Medications used to combat the symptoms of a migraine after its onset include triptans, which are serotonin receptor agonists that constrict the blood vessels in the brain. Other acute migraine treatments include over the counter and prescription pain medication, and in severe cases, corticosteroids.

When to Seek Urgent Care

It is important to talk to a neurologist about whether a head MRI or CT Scan should be performed to rule out a tumor or a space occupying lesion. These tests cannot “see” a migraine, but they can rule out other causes for headache. Imaging is usually recommended when the patient gets headaches every day or has a headache so severe that the doctor suspects there is a different underlying cause for pain.

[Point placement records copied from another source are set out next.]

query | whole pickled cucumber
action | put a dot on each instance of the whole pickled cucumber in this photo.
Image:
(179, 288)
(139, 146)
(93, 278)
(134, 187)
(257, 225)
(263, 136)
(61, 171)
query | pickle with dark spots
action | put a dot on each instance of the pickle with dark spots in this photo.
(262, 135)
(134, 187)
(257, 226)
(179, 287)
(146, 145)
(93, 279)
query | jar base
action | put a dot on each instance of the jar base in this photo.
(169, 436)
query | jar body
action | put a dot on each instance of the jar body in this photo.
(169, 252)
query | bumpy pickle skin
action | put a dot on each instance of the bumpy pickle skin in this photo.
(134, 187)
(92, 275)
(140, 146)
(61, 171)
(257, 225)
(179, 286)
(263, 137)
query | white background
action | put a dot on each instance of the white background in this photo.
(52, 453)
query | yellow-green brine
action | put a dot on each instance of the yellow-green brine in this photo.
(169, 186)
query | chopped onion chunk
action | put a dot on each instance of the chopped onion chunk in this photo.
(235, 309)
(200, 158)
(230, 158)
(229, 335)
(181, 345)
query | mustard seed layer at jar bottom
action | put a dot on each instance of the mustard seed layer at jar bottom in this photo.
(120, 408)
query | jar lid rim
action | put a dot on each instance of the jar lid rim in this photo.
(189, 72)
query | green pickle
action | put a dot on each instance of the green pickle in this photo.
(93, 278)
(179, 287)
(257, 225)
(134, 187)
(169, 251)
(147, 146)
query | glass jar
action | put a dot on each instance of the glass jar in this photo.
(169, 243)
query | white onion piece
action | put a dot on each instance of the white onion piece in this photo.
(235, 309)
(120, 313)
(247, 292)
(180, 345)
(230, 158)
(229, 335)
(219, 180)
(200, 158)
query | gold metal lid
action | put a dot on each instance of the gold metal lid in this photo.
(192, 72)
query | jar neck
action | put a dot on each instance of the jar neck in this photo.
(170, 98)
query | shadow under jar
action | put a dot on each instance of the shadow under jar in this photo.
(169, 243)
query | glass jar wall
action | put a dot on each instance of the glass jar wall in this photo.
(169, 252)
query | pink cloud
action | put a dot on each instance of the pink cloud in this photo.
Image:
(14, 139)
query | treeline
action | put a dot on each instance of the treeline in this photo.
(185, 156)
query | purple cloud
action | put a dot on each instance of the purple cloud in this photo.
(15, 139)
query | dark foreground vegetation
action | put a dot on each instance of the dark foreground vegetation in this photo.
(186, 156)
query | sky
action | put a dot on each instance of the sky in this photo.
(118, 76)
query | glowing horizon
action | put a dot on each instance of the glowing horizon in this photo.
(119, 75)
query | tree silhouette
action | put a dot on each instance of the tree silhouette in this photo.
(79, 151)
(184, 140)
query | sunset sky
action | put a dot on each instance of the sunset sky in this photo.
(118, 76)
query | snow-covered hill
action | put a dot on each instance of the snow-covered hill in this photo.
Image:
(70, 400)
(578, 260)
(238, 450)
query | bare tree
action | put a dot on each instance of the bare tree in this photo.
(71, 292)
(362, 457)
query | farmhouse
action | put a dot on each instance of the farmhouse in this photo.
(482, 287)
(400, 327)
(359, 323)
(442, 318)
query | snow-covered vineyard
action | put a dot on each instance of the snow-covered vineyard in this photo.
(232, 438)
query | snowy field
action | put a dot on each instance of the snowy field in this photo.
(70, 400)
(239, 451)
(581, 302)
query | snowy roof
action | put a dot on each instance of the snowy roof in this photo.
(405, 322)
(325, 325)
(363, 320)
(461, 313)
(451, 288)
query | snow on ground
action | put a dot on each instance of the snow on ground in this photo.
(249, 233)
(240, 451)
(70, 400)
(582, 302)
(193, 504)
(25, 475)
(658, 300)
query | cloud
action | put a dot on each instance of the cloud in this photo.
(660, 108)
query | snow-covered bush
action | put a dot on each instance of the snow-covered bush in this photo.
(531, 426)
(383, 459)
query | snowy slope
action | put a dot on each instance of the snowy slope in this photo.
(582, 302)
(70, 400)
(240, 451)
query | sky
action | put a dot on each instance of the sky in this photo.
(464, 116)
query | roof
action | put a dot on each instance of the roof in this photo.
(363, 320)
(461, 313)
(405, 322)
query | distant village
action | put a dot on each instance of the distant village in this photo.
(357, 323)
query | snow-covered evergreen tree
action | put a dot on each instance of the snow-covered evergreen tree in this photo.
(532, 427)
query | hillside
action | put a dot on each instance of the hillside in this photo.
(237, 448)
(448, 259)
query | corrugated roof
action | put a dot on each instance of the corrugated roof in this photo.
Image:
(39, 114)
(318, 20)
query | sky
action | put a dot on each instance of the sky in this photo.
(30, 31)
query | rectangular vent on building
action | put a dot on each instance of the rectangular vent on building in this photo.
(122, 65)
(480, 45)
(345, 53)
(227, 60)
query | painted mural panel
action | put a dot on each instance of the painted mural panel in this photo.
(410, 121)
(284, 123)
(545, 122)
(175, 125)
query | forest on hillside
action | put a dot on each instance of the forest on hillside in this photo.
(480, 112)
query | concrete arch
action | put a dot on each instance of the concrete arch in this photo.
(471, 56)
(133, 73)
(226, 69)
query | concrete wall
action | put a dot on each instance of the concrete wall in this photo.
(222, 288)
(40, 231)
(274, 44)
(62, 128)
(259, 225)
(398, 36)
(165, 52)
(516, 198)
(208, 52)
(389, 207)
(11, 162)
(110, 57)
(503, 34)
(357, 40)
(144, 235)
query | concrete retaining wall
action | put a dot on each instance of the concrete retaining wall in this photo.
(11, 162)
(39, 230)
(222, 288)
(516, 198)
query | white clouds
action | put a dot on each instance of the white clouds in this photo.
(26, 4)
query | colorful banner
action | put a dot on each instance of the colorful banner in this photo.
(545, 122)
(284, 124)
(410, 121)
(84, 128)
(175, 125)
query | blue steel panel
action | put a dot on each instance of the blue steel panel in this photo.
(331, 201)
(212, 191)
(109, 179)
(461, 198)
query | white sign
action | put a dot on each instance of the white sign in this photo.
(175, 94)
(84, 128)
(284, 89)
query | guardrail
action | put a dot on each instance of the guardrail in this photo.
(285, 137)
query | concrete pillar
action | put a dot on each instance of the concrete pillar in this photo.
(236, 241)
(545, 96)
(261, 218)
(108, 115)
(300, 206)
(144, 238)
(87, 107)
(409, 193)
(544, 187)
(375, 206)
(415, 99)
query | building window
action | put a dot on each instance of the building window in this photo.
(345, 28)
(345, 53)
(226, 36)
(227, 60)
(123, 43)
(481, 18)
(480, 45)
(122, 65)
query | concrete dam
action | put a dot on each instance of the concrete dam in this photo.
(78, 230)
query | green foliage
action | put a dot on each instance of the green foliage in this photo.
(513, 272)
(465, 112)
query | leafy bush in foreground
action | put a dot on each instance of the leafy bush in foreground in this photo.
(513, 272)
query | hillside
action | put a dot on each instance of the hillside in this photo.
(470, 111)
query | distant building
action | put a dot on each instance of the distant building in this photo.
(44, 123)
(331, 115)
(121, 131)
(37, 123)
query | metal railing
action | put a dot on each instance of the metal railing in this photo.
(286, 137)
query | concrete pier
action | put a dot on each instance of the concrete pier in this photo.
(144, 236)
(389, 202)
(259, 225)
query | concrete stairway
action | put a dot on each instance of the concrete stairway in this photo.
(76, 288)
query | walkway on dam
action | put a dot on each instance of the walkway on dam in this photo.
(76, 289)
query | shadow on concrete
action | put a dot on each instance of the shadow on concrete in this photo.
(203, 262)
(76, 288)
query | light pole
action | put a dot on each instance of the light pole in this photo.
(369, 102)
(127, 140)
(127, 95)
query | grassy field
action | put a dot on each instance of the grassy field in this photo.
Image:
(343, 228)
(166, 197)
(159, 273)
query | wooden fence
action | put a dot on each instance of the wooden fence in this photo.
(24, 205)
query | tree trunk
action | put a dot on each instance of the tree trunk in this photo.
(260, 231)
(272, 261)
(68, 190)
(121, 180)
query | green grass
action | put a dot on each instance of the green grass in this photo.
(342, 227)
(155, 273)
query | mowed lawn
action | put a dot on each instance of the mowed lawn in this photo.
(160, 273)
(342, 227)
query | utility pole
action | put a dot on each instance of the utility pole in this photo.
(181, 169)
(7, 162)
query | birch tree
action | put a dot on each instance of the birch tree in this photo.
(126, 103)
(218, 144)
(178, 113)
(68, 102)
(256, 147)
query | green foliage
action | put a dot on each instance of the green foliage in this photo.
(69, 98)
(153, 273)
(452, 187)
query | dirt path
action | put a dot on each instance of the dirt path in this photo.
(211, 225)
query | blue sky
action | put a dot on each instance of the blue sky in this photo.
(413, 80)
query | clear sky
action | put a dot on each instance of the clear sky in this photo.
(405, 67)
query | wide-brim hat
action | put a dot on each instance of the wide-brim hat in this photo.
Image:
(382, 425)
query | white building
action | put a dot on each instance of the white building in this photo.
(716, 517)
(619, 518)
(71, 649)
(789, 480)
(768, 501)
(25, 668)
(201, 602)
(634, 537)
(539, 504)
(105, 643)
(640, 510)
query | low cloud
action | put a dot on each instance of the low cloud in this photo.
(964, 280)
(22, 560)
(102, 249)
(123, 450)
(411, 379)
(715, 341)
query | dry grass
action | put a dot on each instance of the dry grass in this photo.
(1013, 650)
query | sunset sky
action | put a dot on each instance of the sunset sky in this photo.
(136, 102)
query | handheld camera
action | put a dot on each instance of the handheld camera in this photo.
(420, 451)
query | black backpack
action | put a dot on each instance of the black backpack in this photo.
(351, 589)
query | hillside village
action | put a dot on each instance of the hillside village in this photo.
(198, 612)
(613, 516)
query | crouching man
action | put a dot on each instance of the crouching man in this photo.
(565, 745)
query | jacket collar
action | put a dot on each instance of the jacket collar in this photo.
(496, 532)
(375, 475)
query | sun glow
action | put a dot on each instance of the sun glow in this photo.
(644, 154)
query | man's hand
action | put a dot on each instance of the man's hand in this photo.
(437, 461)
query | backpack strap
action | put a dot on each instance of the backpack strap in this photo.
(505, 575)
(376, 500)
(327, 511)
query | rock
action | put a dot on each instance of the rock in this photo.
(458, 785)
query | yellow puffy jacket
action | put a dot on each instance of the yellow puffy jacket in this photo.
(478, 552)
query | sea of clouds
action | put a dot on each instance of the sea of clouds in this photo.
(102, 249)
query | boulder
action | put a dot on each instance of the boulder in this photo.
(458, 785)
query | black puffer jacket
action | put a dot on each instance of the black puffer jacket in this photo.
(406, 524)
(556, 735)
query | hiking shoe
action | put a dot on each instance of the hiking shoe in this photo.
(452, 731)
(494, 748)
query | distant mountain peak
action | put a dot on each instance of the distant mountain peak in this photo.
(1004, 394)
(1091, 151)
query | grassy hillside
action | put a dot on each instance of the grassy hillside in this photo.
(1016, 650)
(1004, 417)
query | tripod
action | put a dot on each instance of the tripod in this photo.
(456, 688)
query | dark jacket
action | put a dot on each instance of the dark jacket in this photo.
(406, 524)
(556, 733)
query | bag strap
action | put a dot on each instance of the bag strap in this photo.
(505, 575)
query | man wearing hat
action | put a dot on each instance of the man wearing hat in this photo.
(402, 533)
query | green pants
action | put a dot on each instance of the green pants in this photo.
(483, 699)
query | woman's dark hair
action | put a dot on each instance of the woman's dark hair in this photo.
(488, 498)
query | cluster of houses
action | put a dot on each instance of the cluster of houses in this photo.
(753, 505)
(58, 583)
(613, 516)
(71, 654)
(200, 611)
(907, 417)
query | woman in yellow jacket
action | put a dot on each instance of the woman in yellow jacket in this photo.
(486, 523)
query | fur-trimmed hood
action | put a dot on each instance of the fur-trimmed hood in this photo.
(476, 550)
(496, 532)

Alternative Treatments for Headaches

The FDA has recently approved Botox as a treatment for chronic migraine. Botox is injected in specific sites including the neck, forehead, and temporal region of the head.. So far, studies have shown that the patient will start to experience relief soon after the injection with the most effect after the third round of treatment, and can see a 50% reduction in headache days. The patients studied also experienced less severe headaches when migraine occurred.

Another new treatment is Cefaly, a headband device that sends an electric current into the skin to stimulate nerves. It is too soon to tell if it is an effective therapy, but certain migraine experts are encouraged by the development of treatments that are new and innovative.

What to Expect from Migraine Treatment

Patients should understand that treatment results vary, and they can take time to develop. Each patient is different, so it is important to communicate with the physician to develop a personalized, comprehensive treatment plan. Patients should also track their headache frequency and severity, as well as their medication intake, and share that with their physician.